We arrived just past noon. This was somewhat by design. As the days were starting to heat up, we were trying to get cycling done in the cool mornings and leave more of the warmer afternoons out to explore around town.
We walked around a fair amount of Ridgecrest. Unfortunately, it too had many
stores either closed or on the move. Bike store was closed on Sunday/Monday,
Bowling alley didn't open until 4pm, AAA offices moved to Kingville. We did
however find book stores, grocery stores and got a chance to see some of the
Trona is a town of ~3000 people on the edge of Searles Dry Lake. IMC Chemicals has at least three plants we passed where they process lake salts. You can smell Trona for several miles around, perhaps more when the wind blows. In Ridgecrest we were amazed to see low prices advertised for real estate in Trona. One house was marked down from $15,000 to $10,000 and another was listed at $6,000. Compared to the SF Bay area quite a contrast (story in the San Jose Mercury before we left: median house price now exceeds $500,000 in Santa Clara county!).

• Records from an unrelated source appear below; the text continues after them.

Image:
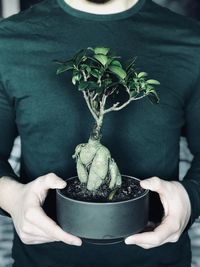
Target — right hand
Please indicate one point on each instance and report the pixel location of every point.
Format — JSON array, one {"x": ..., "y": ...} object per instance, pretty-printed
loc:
[{"x": 31, "y": 223}]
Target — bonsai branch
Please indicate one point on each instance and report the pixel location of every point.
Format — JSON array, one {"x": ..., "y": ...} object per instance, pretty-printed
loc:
[
  {"x": 116, "y": 106},
  {"x": 89, "y": 106}
]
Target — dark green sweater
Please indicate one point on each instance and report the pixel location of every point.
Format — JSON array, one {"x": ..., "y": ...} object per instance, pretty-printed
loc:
[{"x": 51, "y": 116}]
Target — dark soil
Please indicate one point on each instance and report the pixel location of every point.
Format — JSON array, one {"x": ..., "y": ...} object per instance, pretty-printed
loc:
[{"x": 129, "y": 189}]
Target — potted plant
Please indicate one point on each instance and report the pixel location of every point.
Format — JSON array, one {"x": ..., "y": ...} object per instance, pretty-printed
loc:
[{"x": 100, "y": 205}]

Crossing into the Trona Valley, we slowly made our way past the chemical plants and small town before stopping for breakfast. We took the main road though there was also a very sorry looking bike path along the way (with much glass and also drifted sand).
As we climbed out of Trona, the road became very quiet and desolate. Picture at left shows part of the route. The terrain sloped very gently and the the wide open space made it difficult to tell one was climbing. If one didn't know there was a climb here, the slower speed would be a bit frustrating.

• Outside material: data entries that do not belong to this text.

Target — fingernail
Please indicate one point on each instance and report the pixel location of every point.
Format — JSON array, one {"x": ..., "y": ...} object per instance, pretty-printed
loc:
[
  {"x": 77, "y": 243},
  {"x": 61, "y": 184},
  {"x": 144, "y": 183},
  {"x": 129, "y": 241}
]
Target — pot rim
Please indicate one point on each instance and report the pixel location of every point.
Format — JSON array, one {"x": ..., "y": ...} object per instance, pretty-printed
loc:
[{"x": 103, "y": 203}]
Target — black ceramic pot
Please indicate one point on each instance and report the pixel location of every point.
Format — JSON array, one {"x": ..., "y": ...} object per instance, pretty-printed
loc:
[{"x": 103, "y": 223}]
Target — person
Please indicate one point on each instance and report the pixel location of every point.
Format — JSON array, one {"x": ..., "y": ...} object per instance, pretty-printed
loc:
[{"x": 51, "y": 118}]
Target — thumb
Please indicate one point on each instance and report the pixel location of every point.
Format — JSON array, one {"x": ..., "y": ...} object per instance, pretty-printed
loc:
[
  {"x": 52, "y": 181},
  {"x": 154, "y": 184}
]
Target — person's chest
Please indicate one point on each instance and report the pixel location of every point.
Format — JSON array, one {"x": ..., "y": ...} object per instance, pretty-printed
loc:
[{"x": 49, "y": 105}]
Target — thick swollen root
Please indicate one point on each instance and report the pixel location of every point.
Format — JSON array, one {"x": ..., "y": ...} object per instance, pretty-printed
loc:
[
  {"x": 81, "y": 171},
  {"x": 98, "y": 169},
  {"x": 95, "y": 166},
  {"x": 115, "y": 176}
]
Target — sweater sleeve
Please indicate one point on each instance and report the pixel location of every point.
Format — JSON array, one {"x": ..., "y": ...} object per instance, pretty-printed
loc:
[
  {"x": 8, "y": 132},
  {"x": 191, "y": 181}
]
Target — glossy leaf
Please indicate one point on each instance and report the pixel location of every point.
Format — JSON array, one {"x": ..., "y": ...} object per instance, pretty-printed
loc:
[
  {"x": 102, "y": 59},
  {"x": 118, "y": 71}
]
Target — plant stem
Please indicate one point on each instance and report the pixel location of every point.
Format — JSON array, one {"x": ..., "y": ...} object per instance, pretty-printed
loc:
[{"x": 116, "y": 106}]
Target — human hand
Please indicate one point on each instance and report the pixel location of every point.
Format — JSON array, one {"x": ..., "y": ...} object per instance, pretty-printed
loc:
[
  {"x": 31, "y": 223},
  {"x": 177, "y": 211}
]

Slowly climbed up another 1200ft before a nice descent down into the Panamint Valley. Near the bottom of the descent was a sign pointing to Ballarat, now a ghost town. Otherwise, no signs of people living anywhere in the 50 miles between Trona and Panamint Springs.

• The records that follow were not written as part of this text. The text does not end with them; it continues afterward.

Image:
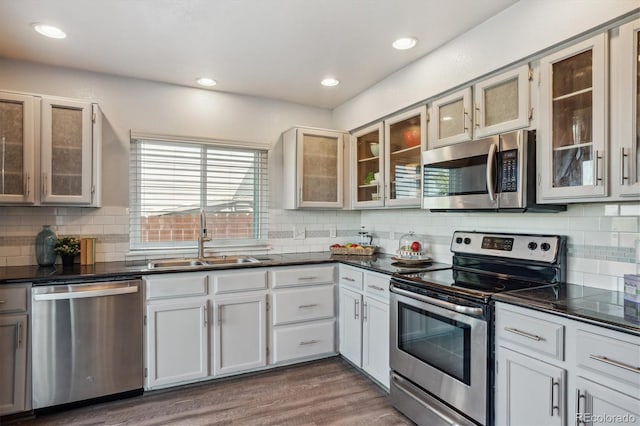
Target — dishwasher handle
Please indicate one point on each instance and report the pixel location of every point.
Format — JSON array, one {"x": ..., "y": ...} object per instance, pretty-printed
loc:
[{"x": 86, "y": 293}]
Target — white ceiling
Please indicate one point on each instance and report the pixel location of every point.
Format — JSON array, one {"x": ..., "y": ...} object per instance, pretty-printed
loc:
[{"x": 272, "y": 48}]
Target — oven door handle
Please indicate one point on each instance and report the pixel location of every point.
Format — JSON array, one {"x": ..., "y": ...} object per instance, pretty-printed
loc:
[{"x": 467, "y": 310}]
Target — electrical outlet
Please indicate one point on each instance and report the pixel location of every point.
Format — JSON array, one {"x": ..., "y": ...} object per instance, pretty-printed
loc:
[{"x": 298, "y": 232}]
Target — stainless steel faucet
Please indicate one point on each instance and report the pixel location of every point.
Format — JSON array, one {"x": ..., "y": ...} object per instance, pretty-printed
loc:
[{"x": 202, "y": 236}]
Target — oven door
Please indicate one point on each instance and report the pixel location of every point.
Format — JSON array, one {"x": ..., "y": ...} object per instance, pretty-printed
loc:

A little past the Ballarat turnoff, the road suddenly became much worse. The road had a maze of tiny cracks. By themselves, this wouldn't be so bad. However, some crazy highway crew had decided to patch each of these cracks individually. The net effect was a network of raised bumps surrounding "tiles" of about a foot square. Many many bumps to ride over by bicycle. The worst bumpy section lasted a mile or two before finally ending close to the Emigrant Canyon turnoff.
Last 17 miles into Panamint Springs were very hot. I had carried 6 liters of water with me from Trona and drank my way through most of that. Only a slight tail wind and some slight downwind helped here. Last two and a half miles was a slow slog uphill. Fortunately, we got in by 1pm before the worst heat.
Panamint Springs, is a small resort motel at 2000ft elevation, just inside the boundaries of Death Valley National Park. Nearest gas is either 53 miles at Lone Pine or 35 miles at Stovepipe Wells. According to the motel workers, around once a day a vehicle finds itself stuck at Panamint. Today it was a RV motorhome with mechanical problems. They had fortunately broken down just before the motel at 10:30am. Called for a tow from Lone Pine which arrived at 4:30pm. Despite this setback the couple from Seattle was making the best of it, including even narrating the videotape of the adventure.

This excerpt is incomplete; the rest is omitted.